Girl Picture: Love, Skating and Smoothies, Finnish-Style
By Liam Lacey
Rating: B
The winner of the audience award in the World Dramatic Competition at this year’s Sundance, Girl Picture is a Finnish film about a couple of senior high-school girls first learning about sexuality.
Though feelings are hurt and angry words exchanged, nothing very bad or sensational happens, unlike almost any other movie or TV series with the word “girl” in the title. Directed by Alli Haapasalo and written by Ilona Ahti and Daniel Hakulinen, it is an empathetic, almost sociological portrait that could be shown in health class in a progressive high school.

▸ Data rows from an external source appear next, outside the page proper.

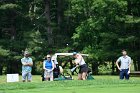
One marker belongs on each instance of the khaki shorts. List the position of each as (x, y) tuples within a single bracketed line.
[(48, 73)]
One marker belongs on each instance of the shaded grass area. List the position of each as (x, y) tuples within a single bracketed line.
[(101, 84)]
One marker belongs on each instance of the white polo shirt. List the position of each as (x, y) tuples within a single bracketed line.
[(125, 62), (80, 60)]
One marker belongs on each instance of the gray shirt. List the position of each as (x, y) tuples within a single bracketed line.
[(125, 62)]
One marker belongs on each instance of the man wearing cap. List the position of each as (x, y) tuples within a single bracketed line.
[(124, 68), (48, 67), (79, 60), (27, 64)]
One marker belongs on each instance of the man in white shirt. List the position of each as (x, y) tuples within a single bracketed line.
[(124, 68), (79, 60)]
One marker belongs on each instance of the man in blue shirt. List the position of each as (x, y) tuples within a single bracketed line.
[(27, 64), (48, 67)]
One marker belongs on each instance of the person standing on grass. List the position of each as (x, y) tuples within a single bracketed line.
[(27, 64), (125, 64), (48, 67), (79, 60)]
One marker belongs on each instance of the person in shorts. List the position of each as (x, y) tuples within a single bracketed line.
[(48, 67), (27, 64), (125, 64), (80, 62)]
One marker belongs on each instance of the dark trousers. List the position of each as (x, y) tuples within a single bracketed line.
[(124, 73)]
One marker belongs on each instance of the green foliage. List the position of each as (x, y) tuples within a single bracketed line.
[(4, 52)]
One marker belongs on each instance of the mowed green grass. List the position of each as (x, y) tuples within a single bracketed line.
[(101, 84)]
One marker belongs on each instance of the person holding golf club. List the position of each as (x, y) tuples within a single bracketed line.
[(79, 61), (48, 67), (27, 64), (124, 68)]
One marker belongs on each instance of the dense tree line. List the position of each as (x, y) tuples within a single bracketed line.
[(101, 28)]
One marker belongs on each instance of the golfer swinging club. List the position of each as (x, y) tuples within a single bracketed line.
[(125, 65), (79, 60)]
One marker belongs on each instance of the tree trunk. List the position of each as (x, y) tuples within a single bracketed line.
[(135, 65), (59, 12), (1, 67), (138, 64), (113, 67), (95, 68), (48, 17)]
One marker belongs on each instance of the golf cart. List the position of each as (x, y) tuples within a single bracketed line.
[(59, 73)]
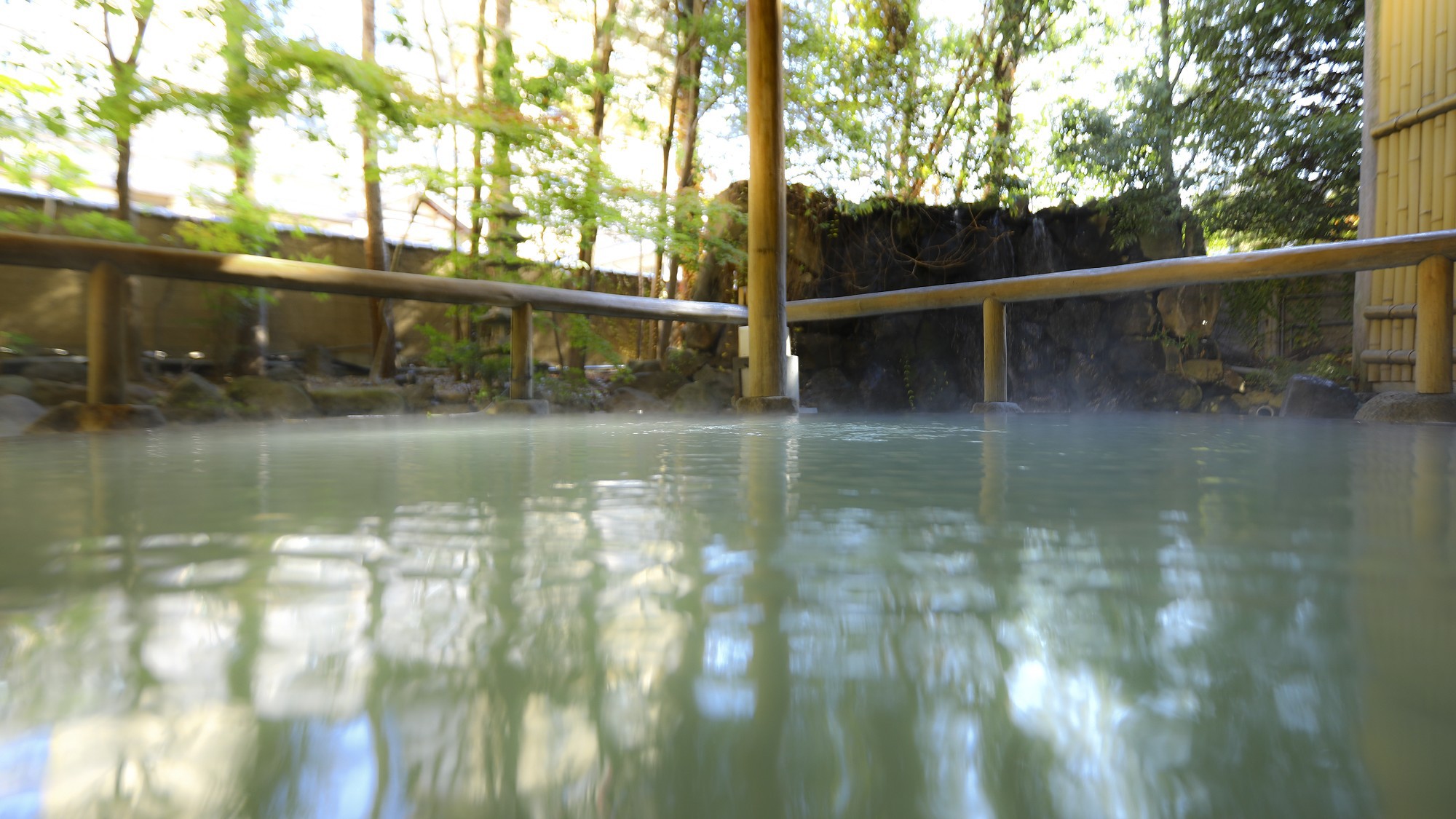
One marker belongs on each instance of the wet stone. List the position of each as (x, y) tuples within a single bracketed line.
[(1310, 397), (267, 398), (633, 401), (1410, 408), (75, 417), (339, 401), (196, 400), (18, 413)]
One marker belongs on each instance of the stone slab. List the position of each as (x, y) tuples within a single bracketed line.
[(997, 408), (767, 405), (521, 407), (1410, 408)]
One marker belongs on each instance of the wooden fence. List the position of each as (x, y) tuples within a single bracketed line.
[(1431, 254)]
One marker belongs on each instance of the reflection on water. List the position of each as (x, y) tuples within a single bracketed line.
[(570, 617)]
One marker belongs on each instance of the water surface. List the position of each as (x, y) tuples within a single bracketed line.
[(1147, 615)]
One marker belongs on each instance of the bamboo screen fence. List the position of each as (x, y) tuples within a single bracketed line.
[(1412, 58)]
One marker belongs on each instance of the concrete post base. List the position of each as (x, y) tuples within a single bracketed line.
[(521, 407), (767, 405)]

Two of the girls, Mimmi and Rönkkö, work in a smoothie bar at the mall. They are also friends in school. Mimmi (Aamu Milonoff) has dark hair, broad cheeks, an insolent smirk and, as teachers used to say, “an attitude problem.”
For example, Mimmi doesn’t really care about field hockey practice and when a teammate calls her out for her indifferent play, she takes her stick gives the girl a resounding whack across the ankle.

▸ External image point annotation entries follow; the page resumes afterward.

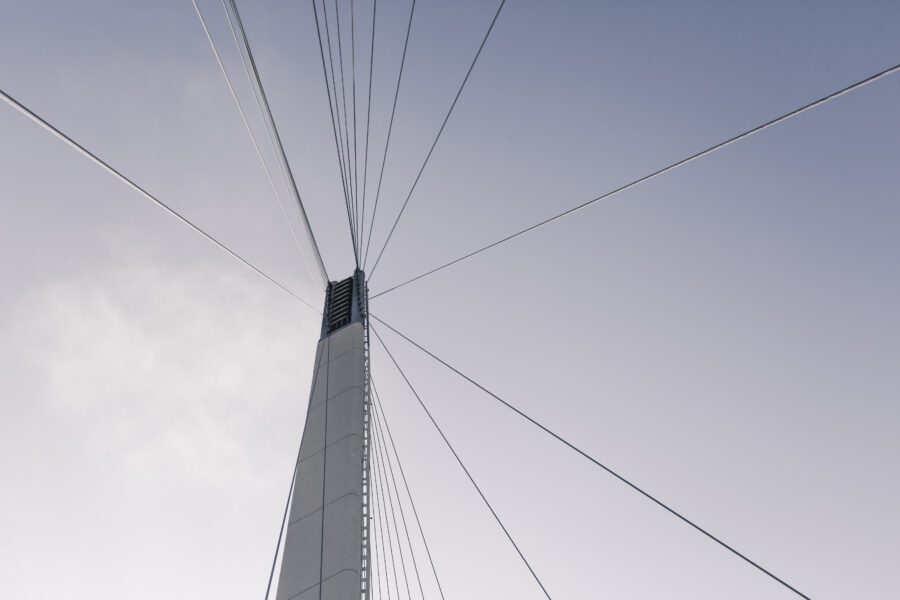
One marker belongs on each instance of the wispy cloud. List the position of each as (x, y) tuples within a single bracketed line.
[(175, 370)]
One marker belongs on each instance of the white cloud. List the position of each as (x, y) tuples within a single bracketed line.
[(167, 370)]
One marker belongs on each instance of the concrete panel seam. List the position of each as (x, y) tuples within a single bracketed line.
[(322, 582), (337, 441), (338, 499), (337, 395)]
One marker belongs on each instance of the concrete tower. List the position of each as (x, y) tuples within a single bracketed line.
[(326, 550)]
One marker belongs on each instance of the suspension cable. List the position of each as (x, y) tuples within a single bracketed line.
[(303, 254), (393, 481), (387, 484), (596, 462), (130, 183), (380, 479), (461, 464), (335, 120), (437, 137), (351, 175), (645, 178), (274, 129), (387, 141), (380, 409), (368, 121)]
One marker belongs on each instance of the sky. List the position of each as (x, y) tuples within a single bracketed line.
[(726, 335)]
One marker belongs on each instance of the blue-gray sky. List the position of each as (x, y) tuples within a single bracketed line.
[(726, 335)]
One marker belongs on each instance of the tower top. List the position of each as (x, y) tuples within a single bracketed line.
[(345, 303)]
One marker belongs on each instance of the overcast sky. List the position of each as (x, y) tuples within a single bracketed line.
[(726, 335)]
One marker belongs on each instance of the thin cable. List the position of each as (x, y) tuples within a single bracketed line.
[(334, 125), (368, 121), (106, 166), (262, 161), (595, 461), (324, 468), (340, 131), (412, 552), (340, 44), (387, 483), (437, 137), (353, 79), (675, 165), (463, 466), (386, 524), (379, 535), (277, 136), (259, 106), (387, 141), (377, 404)]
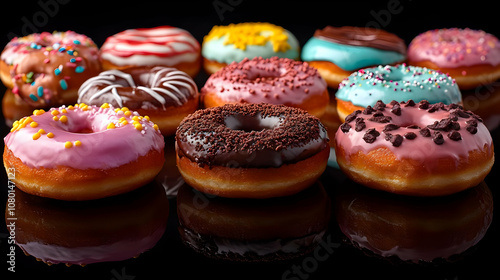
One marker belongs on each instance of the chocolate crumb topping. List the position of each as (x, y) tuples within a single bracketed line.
[(235, 133)]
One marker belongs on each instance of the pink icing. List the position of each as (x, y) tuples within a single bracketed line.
[(19, 47), (422, 149), (455, 47), (273, 80), (101, 148)]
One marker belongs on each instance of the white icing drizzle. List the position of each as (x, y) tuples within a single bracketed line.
[(165, 82)]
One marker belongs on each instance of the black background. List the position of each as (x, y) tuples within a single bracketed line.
[(170, 259)]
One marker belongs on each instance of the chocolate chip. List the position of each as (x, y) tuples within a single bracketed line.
[(444, 125), (390, 127), (438, 138), (379, 106), (396, 140), (360, 124), (371, 135), (455, 136), (380, 118), (396, 110), (410, 135), (472, 129), (345, 127), (352, 116), (425, 132)]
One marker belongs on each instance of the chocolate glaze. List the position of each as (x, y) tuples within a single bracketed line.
[(250, 135), (137, 97), (362, 36)]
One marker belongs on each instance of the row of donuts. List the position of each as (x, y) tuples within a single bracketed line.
[(280, 137), (47, 69)]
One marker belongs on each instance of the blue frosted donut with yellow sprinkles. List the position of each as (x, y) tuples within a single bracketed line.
[(365, 87), (234, 42)]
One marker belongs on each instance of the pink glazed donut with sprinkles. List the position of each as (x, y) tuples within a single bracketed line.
[(46, 69), (83, 152), (278, 81), (471, 57)]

Rönkkö (Eleonoora Kauhanen) has blond curls and an overbite. She gets along with everyone, but she has a different kind of issue. She can’t have an orgasm when she has sex, so she’s convinced “there’s something wrong with me” rather than, say, with the teenaged boys with whom she is having sex, but that doesn’t stop her from still trying.
Mimmi has better luck with sex when she meets up with Emma (Linnea Leino), a willowy, competitive figure skater. Emma has led a sheltered, competition-focused life and, after a passionate night, falls hard for her first love.

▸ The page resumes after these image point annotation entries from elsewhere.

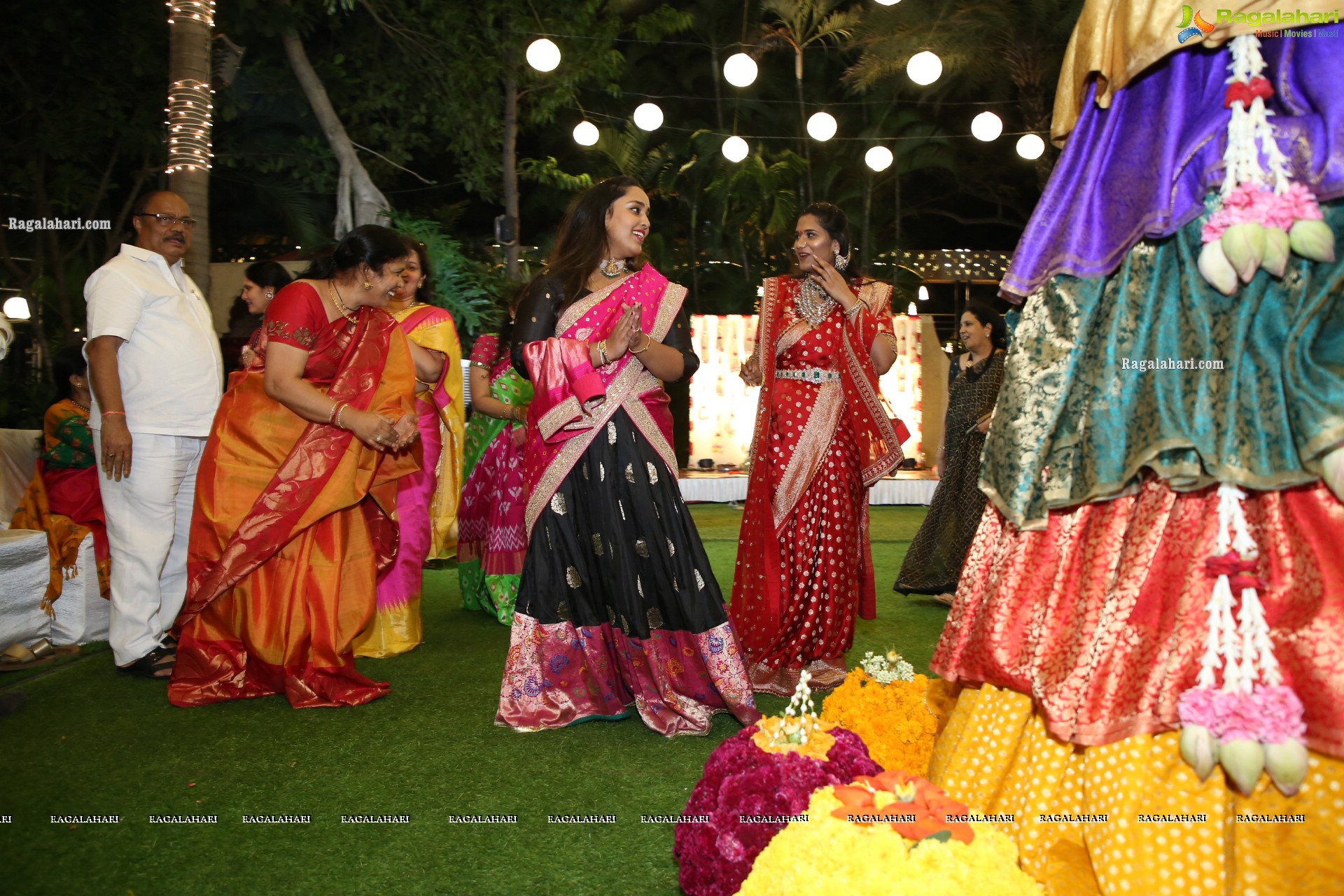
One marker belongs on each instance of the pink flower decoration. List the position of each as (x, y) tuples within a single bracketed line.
[(1281, 715), (1196, 708), (1238, 716), (1260, 204)]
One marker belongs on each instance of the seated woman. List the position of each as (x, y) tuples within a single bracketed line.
[(296, 498), (64, 498)]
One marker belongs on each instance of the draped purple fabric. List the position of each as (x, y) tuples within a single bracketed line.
[(1142, 167)]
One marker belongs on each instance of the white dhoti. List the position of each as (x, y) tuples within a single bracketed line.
[(148, 524)]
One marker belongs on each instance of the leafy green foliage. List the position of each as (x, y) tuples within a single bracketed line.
[(468, 289)]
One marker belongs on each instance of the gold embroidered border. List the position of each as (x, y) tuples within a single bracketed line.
[(809, 451), (578, 309), (765, 332), (558, 416), (631, 383), (886, 463)]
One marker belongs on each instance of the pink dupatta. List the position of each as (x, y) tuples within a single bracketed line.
[(573, 399)]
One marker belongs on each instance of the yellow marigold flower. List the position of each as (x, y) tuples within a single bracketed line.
[(828, 855)]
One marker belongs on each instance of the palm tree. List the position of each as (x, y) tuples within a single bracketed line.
[(796, 26)]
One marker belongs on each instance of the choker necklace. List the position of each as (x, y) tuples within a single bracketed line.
[(342, 308), (812, 302)]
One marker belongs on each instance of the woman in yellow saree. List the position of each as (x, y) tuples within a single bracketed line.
[(426, 501), (298, 491)]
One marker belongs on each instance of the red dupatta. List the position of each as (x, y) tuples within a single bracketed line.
[(571, 400), (299, 496), (878, 435)]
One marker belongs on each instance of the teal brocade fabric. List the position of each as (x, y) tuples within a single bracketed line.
[(1074, 425)]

Mimmi is reluctant to be pinned down and, cruelly, hits on guys in front of the besotted Emma. The sociology tendency of the film can get a bit in the way. Mimmi’s bad-ass personality is explained by her self-absorbed mom, who has a new family.
Rönkkö, meanwhile, is doggedly in her search of the Big O. When she decides to ask a boy for what she wants in a bedroom at a party, he complains that “Reading out a manual for your genitals isn’t exactly a turn-on,” before heading back to join his friends. (Not a book guy, apparently.)
With another promisingly sweetly passive boy, she gets drunk, scares the guy with her attempts to sound worldly about sex, and then pukes on his chest. He’s sweet about it but the moment has passed, and she starts to think maybe she needs to take things a little more gradually.
The best action in the film though, is not between the sheets or on the film’s filler dance club scenes, but at the smoothie bar, where Rönkkö and Mimmi — who are both smart and funny — compare notes, offer each other each other advice and solace about the same old issues for a new generation. As Shakespeare almost said, the course of true love never did run smoothie.